Öffentliche De­nun­zi­a­tions- und Boykot­tkam­pag­nen beruhen oft auf einem ähnlichen Denkfehler. Einzelne Unternehmen werden für fragwürdige Ver­hal­tensweisen angeprangert, obwohl sie sich durchaus an die Spielregeln halten. Besser würde man diese Spielregeln ändern, und zwar für alle Unternehmen. Auf der anderen Seite werden besonders wohltätige Unternehmen für ihr Engagement gelobt. Doch wenn ein CEO Geld für die Opfer des Tsunami bere­it­stellt, dann verschenkt er nicht sein eigenes, sondern das der Aktionäre, und er tut dies auf Basis einer simplen Kosten-Nutzen-Rech­nung. Die Praxis von Lob und Anklage verhindert, dass vernünftige neue Gesetze für alle durchge­setzt werden. Es handelt sich um eine Schein­poli­tik, die letztlich die demokratis­che Wil­lens­bil­dung untergräbt. Unternehmen müssen durch verbindliche Vorschriften gezwungen werden, Dinge zu tun, die ihren Bilanzen schaden können. Alles andere ist Au­gen­wis­cherei.

Politik und Wirtschaft trennen

Der Bürger sollte sich wieder Gehör verschaffen, und er muss selbst dafür kämpfen. Denn bisher sind alle Versuche der Politiker gescheitert, den Einfluss der Wirtschaft auf das Geset­zge­bungsver­fahren zu begrenzen. Kein Wunder, schließlich kann niemand erwarten, dass sie sich eigenhändig den Geldhahn abdrehen. Wirkliche Chancen haben Reformen nur, wenn eine aufgeklärte Öffentlichkeit diese verlangt. Zuerst müssen dafür die vielen Mythen und Halb­wahrheiten über die Funktion von Unternehmen aus der Welt geschafft werden:

  • Unternehmen agieren weder für noch gegen das Wohl der Öffentlichkeit. Sie sind keine Personen, sondern juristische Konstrukte, die weder als Bösewichte abgestem­pelt noch als Heilige verehrt werden sollten.
  • Es ist unsinnig, ein Unternehmen strafrechtlich zu belangen oder ihm im Namen des nationalen Interesses wirtschaftliche Vorteile zu verschaffen. Anstatt Unternehmen zu sub­ven­tion­ieren, sollte der Staat in die darin arbeitenden Bürger investieren.
  • Ebenfalls unsinnig ist es, Unternehmen als solche zu besteuern.
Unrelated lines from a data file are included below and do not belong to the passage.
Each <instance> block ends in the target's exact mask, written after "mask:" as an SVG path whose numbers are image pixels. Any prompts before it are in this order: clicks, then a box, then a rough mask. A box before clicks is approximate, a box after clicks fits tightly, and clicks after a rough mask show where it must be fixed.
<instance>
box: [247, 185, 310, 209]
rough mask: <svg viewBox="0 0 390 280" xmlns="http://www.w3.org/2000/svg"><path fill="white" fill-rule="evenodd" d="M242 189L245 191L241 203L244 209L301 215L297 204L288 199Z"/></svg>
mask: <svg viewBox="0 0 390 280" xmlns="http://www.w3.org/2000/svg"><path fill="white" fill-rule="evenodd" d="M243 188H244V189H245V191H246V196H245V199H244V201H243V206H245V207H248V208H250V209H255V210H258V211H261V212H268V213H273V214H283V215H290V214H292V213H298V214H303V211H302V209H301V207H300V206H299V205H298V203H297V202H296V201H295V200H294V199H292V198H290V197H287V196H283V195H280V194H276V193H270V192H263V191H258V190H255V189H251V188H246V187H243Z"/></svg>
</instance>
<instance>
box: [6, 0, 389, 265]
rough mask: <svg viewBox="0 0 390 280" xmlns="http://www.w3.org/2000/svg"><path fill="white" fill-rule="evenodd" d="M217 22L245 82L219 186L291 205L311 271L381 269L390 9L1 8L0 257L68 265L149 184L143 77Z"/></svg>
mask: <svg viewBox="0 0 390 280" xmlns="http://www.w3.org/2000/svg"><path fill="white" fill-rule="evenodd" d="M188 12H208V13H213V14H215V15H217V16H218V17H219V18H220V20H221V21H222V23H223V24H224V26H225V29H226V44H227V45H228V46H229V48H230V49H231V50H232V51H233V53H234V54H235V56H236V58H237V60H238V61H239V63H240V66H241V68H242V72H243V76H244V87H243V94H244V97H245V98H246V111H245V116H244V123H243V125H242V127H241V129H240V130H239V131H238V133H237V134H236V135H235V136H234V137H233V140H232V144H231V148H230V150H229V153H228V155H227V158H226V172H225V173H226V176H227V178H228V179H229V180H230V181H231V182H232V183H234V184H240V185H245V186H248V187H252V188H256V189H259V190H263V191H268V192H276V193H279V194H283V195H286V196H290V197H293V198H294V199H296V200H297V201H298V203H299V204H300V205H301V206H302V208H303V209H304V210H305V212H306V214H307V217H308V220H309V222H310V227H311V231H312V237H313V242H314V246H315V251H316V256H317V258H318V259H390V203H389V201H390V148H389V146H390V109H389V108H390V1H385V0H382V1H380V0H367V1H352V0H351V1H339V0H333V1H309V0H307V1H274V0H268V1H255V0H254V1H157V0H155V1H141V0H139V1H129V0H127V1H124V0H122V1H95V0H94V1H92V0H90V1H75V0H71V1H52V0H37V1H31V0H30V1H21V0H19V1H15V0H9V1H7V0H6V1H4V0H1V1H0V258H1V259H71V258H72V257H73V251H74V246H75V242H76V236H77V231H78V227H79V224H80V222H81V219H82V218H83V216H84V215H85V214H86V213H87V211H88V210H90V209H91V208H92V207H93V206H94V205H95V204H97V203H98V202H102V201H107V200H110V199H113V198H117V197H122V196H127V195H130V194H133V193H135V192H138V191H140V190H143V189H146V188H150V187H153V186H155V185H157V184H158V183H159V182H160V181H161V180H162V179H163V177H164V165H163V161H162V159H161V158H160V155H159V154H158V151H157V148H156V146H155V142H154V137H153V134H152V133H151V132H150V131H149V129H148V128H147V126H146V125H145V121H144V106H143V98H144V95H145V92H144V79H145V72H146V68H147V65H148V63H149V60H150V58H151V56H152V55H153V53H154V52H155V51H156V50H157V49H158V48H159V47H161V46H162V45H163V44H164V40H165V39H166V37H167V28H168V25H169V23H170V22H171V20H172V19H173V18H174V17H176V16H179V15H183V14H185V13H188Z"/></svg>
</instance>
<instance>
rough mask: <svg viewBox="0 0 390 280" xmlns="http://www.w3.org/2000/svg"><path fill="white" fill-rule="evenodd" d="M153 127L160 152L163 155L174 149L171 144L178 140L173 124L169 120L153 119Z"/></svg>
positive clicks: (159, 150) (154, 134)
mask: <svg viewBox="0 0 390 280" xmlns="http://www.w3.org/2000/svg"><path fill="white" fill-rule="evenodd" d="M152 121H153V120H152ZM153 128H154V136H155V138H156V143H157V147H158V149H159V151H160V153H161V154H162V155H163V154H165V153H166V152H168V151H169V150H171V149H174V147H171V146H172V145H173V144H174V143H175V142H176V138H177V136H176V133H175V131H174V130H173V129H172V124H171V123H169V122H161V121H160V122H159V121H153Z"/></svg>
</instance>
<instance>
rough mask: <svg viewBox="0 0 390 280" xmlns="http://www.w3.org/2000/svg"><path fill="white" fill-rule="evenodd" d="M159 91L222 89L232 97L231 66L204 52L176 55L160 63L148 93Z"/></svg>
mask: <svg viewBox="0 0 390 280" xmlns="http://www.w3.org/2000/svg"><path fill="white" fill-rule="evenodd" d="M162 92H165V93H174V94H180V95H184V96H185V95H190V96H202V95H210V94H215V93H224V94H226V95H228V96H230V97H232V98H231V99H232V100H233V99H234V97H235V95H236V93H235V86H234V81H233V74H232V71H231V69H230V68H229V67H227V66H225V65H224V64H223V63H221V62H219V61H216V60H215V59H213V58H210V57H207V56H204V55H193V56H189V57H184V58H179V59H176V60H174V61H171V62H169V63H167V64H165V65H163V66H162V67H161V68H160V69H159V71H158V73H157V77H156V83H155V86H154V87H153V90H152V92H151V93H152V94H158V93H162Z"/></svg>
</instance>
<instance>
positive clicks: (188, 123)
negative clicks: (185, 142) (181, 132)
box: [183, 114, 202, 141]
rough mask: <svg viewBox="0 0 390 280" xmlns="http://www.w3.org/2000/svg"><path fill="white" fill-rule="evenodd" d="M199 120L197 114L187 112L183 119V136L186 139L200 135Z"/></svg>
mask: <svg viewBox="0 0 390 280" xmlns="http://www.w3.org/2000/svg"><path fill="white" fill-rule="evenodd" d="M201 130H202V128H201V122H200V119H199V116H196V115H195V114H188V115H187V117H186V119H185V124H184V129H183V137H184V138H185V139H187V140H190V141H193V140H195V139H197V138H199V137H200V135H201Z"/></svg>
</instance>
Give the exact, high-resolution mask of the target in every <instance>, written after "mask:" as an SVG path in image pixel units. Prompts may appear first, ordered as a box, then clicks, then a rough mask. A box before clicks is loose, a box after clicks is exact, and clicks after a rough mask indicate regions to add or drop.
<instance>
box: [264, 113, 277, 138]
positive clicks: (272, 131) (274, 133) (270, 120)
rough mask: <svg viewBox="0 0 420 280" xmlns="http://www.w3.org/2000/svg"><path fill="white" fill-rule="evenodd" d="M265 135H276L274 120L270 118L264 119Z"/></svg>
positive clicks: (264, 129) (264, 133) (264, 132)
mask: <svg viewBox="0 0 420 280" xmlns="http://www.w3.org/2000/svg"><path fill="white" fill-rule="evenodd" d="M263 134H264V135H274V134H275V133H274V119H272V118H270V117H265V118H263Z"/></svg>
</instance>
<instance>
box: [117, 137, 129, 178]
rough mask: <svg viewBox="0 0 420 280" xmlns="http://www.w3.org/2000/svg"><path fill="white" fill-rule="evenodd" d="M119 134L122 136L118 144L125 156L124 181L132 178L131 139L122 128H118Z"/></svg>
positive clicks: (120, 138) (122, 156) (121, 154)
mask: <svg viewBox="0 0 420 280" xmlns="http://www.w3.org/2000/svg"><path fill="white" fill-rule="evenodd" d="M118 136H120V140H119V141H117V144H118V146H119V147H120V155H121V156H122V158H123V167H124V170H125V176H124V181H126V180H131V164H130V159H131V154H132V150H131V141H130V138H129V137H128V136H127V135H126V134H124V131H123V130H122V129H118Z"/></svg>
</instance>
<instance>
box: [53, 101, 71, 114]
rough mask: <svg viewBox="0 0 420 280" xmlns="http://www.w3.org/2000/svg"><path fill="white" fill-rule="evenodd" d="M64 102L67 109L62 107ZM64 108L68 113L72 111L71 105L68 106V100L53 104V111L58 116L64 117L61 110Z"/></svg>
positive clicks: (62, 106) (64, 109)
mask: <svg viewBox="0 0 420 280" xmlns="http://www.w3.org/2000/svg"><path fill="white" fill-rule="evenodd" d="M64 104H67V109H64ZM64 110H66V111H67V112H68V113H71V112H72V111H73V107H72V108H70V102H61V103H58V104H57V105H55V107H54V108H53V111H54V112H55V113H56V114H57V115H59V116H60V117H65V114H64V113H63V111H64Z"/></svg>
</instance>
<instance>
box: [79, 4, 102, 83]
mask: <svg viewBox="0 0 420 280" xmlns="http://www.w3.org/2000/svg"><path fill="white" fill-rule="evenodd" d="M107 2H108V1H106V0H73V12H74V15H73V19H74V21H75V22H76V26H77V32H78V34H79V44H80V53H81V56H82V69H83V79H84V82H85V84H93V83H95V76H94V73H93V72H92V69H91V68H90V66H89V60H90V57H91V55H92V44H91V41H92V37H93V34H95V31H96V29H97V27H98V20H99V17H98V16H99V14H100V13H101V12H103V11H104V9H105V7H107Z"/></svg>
Sinnvoller und logischer wäre es, auf das Einkommen der Aktionäre Steuern zu erheben.
  • Unternehmen sollten auch keine Gesetze vor Gericht anfechten dürfen. Diese Praxis führt u. a. dazu, dass in­ter­na­tionale Anleger Vorschriften aushebeln können, die von den Staatsbürgern eines Landes in einem demokratis­chen Prozess entschieden wurden.
„Eine lebendige Demokratie und ein lebendiger Kap­i­tal­is­mus können durchaus nebeneinan­der existieren. Um dies zu erreichen, müssen wir diese beiden Sphären jedoch streng au­seinan­der­hal­ten.“

Die Unternehmen müssen sich aus dem demokratis­chen Prozess zurückziehen. Nur so können Demokratie und Kap­i­tal­is­mus nebeneinan­der existieren und gedeihen.

Über den Autor

Robert Reich ist Professor für Wirtschaftswis­senschaften an der University of California. Von 1993 bis 1997 war er Ar­beitsmin­is­ter unter Bill Clinton.